ACTH is a peptide hormone produced in the anterior pituitary gland. It is unclear just how ACTH works to stop seizures. It may work directly on the brain in addition to stimulating the adrenal glands. There is some controversy about whether to use low-dose or high-dose ACTH when treating childhood seizures. No definitive study has yet established one dose as superior.

When used in the gel form (which is given by injection), it is long-acting, so it can be given once or twice a day. Parents are taught how to give the injection so that the child can continue to live at home while receiving treatment. Injections are usually given daily for about 6 weeks.

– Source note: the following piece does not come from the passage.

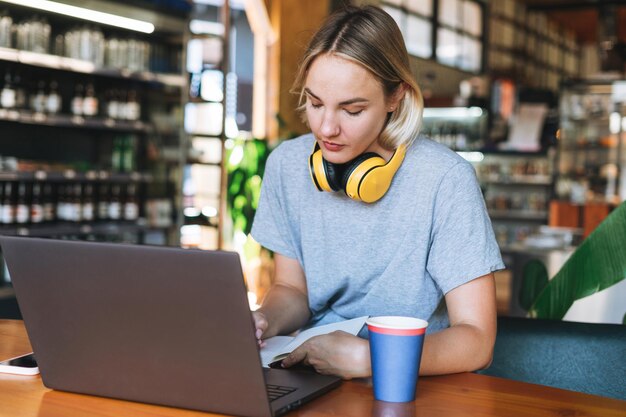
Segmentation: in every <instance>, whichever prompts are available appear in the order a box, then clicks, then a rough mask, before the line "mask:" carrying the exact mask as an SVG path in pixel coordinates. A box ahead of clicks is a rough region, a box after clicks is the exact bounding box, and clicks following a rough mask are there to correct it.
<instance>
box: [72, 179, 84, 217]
mask: <svg viewBox="0 0 626 417" xmlns="http://www.w3.org/2000/svg"><path fill="white" fill-rule="evenodd" d="M72 189H73V191H72V197H71V202H70V213H69V217H70V218H69V220H70V221H71V222H74V223H77V222H80V221H82V218H83V188H82V185H81V184H80V183H76V184H74V186H73V187H72Z"/></svg>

Potential side effects of ACTH are irritability, increased appetite and weight gain, high blood pressure, low potassium in the blood, and high blood sugar. These side effects will go away once the ACTH is stopped. Other side effects are rare but more serious. These include infections, changes in mental status because of high blood pressure, and bleeding from the gastrointestinal system. The impact of these side effects can be lessened if parents are taught the early signs to look for in the child. A visiting nurse should check the child daily for the first week after the start of treatment, and twice a week thereafter. Blood pressure should be checked often.